Stricter laws for data protection will not necessarily lead to stifling of the Internet economy, and people need to be at the centre of any data protection law, a panel at The Indian Express Thinc on Thursday said.
By: Express News Service | New Delhi | Published: December 16, 2017 2:43 AM
The topic of the discussion was Data Protection and Privacy: Where Are We in India and What’s the Future.(Reuters)
Stricter laws for data protection will not necessarily lead to stifling of the Internet economy, and people need to be at the centre of any data protection law, a panel at The Indian Express Thinc on Thursday said. The panel consisted of legal researcher Usha Ramanathan, journalist Nikhil Pahwa, Deputy Director General at the Department of Telecommunications in the Union Ministry of Communications G N Nath, and public policy expert Malavika Raghavan.
The topic of the discussion was Data Protection and Privacy: Where Are We in India and What’s the Future. Though the discussion was about the wider scope of data protection, Aadhaar and related issues of privacy inevitably became the primary focus. Ramanathan at the start of the discussion mentioned that it was while arguing over the challenge to Aadhaar in the Supreme Court that the Union government stated that Indians did not have a fundamental right to privacy, which “told us what the intention” with Aadhaar was. If the data protection framework protects the Unique Identification Authority of India, Ramanathan added on the upcoming law on data protection, then it will fail. “Can’t save the UID and have data protection,” she said, adding that India was becoming a surveillance society from a surveillance state. Nath of the Communications Ministry said that there are already domain-specific laws that protect data of consumers, even if the country lacks an overarching data protection legislation. He admitted that mobile applications, which are a large collector of consumer data today, is an unregulated space.
Giving the example of industry-specific data protection rules, he mentioned that in the telecom space the licensing agreement any service provider has to sign includes provisions on how the data will be stored and used. He also emphasised that Aadhaar was just an identity, a number, which carried attributes like the biometric and demographic details.
Pahwa said there is a growing fatalism among people regarding allowing companies and governments to collect data about them. With larger private companies continuously collecting data on people, Pahwa said nations across the world are feeling “insecure” because private internet companies have more data on citizens than governments. Further, he said that people do not have any control on the kind of data being collected about them, or how and when it is being done. Today the government demands privacy for itself while arguing for transparency from the citizens, Pahwa said.
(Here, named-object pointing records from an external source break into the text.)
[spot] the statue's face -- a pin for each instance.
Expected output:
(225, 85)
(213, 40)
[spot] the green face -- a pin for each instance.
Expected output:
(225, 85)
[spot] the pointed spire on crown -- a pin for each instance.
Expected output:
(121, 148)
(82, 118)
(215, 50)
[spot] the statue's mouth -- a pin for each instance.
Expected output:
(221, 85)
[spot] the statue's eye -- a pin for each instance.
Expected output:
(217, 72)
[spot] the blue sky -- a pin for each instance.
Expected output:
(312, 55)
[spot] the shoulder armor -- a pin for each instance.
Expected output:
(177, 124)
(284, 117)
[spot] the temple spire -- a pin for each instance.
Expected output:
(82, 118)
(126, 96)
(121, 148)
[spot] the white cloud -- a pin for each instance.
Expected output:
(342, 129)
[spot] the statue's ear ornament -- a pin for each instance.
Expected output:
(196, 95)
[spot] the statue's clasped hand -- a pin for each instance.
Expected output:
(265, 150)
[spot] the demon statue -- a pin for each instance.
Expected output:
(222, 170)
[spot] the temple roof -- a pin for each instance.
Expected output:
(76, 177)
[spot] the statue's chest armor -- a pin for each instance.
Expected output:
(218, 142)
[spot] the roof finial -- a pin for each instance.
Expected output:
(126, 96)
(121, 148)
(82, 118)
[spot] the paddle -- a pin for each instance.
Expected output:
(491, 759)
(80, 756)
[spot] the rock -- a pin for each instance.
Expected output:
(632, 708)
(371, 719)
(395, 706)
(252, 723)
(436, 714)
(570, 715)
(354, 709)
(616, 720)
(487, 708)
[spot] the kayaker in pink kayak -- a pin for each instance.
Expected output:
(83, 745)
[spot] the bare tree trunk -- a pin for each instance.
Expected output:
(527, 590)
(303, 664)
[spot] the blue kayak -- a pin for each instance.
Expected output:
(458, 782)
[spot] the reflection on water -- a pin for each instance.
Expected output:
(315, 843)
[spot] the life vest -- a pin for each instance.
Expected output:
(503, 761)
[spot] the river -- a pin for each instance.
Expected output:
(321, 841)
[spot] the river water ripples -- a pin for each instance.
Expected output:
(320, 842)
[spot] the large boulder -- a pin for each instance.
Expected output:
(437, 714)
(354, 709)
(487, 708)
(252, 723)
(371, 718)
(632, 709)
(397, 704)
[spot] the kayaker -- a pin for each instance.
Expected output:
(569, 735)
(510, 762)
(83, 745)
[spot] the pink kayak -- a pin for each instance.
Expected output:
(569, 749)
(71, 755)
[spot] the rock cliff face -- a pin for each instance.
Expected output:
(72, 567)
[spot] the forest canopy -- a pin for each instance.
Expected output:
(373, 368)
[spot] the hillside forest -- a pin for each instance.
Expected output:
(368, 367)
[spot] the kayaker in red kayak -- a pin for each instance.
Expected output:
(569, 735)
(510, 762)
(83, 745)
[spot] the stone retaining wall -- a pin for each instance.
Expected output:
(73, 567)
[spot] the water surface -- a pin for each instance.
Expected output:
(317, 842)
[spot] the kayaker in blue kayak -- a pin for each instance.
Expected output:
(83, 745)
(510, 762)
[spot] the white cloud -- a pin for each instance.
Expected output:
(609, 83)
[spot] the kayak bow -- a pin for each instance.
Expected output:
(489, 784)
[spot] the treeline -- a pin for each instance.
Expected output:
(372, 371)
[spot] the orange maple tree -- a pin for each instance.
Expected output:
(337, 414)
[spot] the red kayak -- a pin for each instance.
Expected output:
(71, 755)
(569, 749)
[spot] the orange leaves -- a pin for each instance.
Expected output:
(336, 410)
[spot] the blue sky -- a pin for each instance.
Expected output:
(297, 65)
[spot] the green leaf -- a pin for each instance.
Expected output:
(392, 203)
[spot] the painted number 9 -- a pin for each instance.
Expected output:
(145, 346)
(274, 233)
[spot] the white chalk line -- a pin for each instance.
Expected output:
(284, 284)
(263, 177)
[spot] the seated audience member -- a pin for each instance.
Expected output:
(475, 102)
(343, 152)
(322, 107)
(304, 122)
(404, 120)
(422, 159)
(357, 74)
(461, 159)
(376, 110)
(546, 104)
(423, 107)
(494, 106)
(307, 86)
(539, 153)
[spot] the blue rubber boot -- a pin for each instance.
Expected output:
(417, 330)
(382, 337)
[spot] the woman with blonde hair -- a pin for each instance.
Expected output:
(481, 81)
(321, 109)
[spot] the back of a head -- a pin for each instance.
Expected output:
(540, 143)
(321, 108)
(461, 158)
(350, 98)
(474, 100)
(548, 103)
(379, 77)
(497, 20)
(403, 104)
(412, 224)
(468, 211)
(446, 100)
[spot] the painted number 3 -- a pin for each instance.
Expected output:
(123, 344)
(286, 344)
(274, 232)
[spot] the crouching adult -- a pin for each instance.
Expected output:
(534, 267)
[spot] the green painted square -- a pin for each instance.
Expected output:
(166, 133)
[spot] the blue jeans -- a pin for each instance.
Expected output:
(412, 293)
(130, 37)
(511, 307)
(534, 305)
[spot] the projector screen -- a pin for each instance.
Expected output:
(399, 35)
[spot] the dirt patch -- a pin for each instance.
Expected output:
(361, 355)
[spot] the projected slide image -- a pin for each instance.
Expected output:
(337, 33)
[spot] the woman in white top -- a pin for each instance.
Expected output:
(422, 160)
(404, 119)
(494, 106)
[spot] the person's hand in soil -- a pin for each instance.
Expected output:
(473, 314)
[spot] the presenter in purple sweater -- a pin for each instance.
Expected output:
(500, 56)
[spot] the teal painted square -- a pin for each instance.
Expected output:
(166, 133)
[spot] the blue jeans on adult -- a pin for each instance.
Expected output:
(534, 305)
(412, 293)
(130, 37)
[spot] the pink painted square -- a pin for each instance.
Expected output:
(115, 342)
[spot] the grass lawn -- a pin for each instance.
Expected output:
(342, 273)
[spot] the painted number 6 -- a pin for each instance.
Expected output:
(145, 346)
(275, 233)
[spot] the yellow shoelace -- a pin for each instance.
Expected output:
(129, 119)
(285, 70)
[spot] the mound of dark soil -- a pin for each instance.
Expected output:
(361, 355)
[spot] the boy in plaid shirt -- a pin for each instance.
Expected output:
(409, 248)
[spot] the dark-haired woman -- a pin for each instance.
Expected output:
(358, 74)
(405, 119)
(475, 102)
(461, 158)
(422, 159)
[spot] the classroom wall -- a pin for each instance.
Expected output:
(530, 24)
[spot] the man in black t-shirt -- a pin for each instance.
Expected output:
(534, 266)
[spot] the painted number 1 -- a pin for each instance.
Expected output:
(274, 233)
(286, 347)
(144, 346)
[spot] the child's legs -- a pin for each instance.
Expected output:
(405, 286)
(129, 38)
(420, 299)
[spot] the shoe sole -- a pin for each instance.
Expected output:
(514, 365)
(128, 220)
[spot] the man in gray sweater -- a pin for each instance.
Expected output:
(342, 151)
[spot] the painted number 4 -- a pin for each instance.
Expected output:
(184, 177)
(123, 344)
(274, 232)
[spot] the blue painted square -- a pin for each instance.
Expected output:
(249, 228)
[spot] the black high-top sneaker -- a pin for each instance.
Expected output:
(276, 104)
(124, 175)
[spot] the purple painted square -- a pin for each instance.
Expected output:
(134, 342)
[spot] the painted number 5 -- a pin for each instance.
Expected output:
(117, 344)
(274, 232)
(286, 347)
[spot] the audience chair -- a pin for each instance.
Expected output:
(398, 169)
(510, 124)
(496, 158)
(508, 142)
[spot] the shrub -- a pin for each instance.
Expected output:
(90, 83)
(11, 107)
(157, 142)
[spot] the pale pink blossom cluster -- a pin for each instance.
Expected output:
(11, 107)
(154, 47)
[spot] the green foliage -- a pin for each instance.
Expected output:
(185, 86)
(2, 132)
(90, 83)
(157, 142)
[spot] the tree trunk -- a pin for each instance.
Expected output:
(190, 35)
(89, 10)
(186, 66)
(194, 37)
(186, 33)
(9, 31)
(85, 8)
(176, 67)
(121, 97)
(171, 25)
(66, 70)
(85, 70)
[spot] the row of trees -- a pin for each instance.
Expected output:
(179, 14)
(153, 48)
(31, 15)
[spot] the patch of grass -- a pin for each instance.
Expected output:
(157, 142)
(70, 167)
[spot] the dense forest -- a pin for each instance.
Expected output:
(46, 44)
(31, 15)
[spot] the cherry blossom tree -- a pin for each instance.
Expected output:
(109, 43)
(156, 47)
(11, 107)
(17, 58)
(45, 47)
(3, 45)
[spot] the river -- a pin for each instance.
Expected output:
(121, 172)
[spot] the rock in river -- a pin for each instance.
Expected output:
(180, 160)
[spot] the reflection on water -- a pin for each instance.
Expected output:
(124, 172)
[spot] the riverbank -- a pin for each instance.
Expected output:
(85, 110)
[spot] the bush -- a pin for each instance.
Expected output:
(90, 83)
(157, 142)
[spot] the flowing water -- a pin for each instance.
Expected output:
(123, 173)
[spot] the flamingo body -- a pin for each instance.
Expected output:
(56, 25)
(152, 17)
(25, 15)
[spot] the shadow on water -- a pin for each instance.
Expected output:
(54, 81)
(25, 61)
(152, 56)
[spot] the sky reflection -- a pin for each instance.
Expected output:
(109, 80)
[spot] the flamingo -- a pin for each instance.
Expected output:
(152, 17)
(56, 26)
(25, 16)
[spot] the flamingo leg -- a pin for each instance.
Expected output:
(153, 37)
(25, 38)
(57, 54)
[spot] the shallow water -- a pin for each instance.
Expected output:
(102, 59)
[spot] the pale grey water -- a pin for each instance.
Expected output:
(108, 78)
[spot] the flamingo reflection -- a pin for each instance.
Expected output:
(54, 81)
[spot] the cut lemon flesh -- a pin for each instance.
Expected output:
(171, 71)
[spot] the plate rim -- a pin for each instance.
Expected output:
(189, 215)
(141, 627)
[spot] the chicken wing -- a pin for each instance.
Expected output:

The idea that there cannot be stricter laws for data protection alongside a growing Internet economy was a false binary, Raghavan said. She added that both the government and private companies were just gathering data because the cost of data storage was very less and it led to irrelevant data being collected. Ramanathan stressed the idea that as the government prepares a new data protection law it must keep people in mind. The balance between innovation and privacy must lean towards people’s rights, and not the industry, she said. “The balance cannot be what will suit the industry,” she said, added that it must be within the framework of the Indian Constitution respecting people’s rights. “Data protection is not about protecting data, it is about protecting the people.” The discussion was moderated by Assistant Editor, The Indian Express, Shruti.